The agency’s Green Propellant Infusion Mission recently passed a major flight readiness milestone.
Last year, 87 rockets went orbital. Each of these rockets was fueled by a propellant, and despite the wide variety of rocket propellants available, none of them are exactly what you'd call environmentally friendly. While the impact of astronautics might seem negligible when compared with other sources of emissions, NASA is nevertheless taking the environmental impact of space travel seriously.
To this end, the agency created the Green Propulsion Infusion Mission (GPIM), which will launch a small satellite into orbit in early 2017 to test out a new "green" alternative to the rocket propellants currently being used.
The propellant, known as AF-M315E, is a hydroxyl ammonium nitrate based fuel/oxidizer blend developed by the US Air Force at the Edwards Air Force Base in California. According to NASA, this new fuel offers a number of advantages over the hydrazine-based fuels currently in use.

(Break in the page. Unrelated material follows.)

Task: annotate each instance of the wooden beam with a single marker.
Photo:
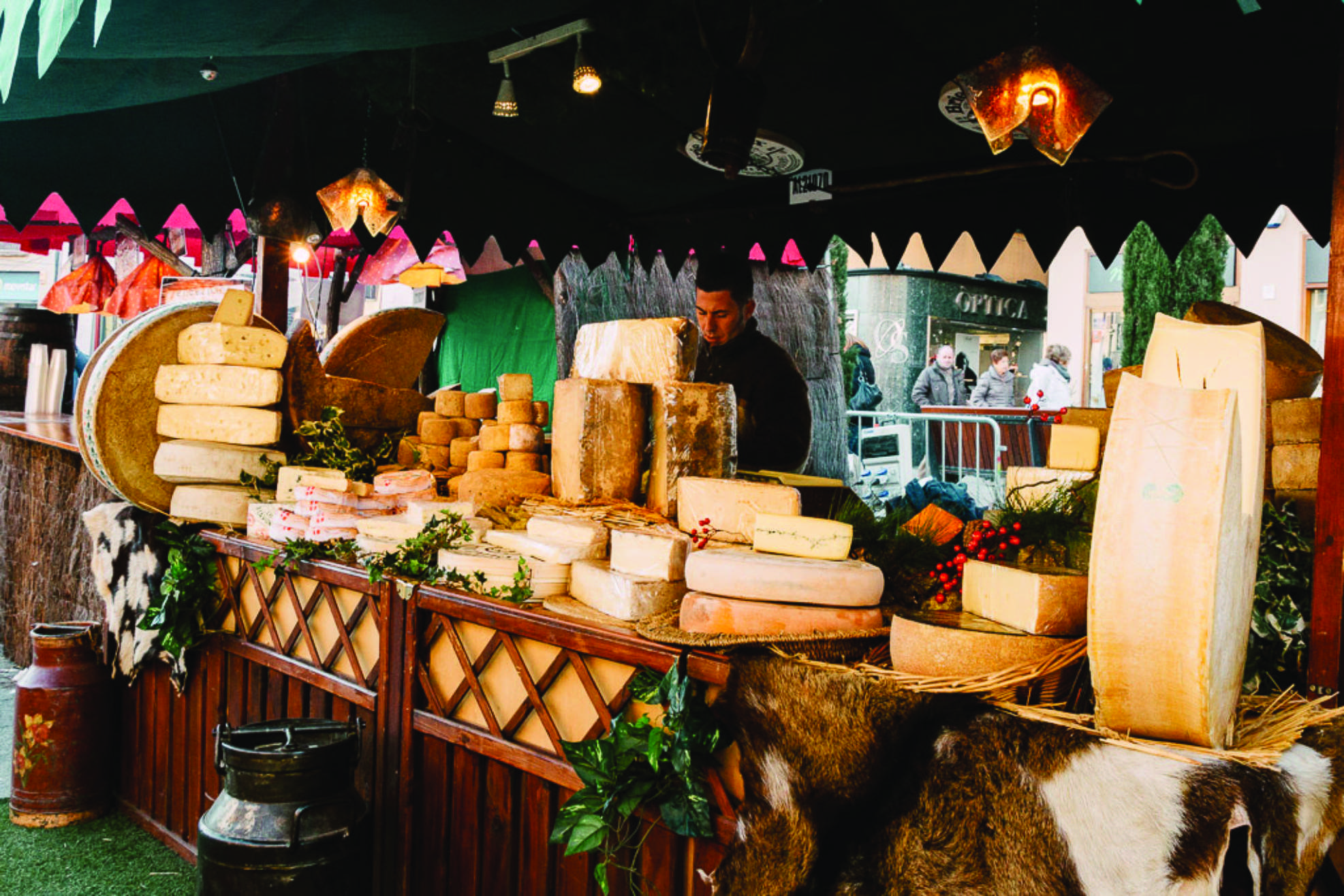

Although the space industry's impact on Earth's environment is still negligible, by some estimates it isn't likely to remain this way for long
In the first place, it is less toxic and safer to handle than hydrazine propellants, which will lower launch processing times and thereby decrease in mission costs. It is also more efficient than hydrazine. According to NASA, because AF-M315E is denser than hydrazine, it offers a 50 percent increase in a spacecraft's maneuvering capability for the same volume of propellant. Moreover, it offers a higher thrust for a given amount of fuel and has a lower freezing point, meaning less of a spacecraft's energy needs to be devoted to maintaining its temperature.
According to the agency, the GPIM mission just passed a crucial flight readiness test by successfully completing functional and environmental hardware and systems tests. When GPIM is ready for the real deal, it will fly to space aboard a small satellite developed by Ball Aerospace. The flight tests will seek to prove that AF-M351E is a viable alternative to current rocket propellants by using it for altitude control maneuvers and changing the satellite's orbital inclination.
Ultimately the agency hopes that the new greener propellant will provide "NASA and the commercial spaceflight industry…a viable, effective solution for future green propellant-based mission applications."
Although the space industry's impact on Earth's environment is still negligible, by some estimates it isn't likely to remain this way for long—a 2011 study by the Aerospace Corporation estimated that there may be as many as 1000 annual suborbital launches by 2020, which would have a significant impact on Earth's environment.
Now that we are approaching 2020 and are still launching under 100 rockets a year, the Aerospace Corporation's predicted 1000 annual rocket launches seems unlikely. Yet with the advent of reusable rockets and other technological breakthroughs in space flight, it is unquestionable that the number of rocket launches is poised to explode in coming decades.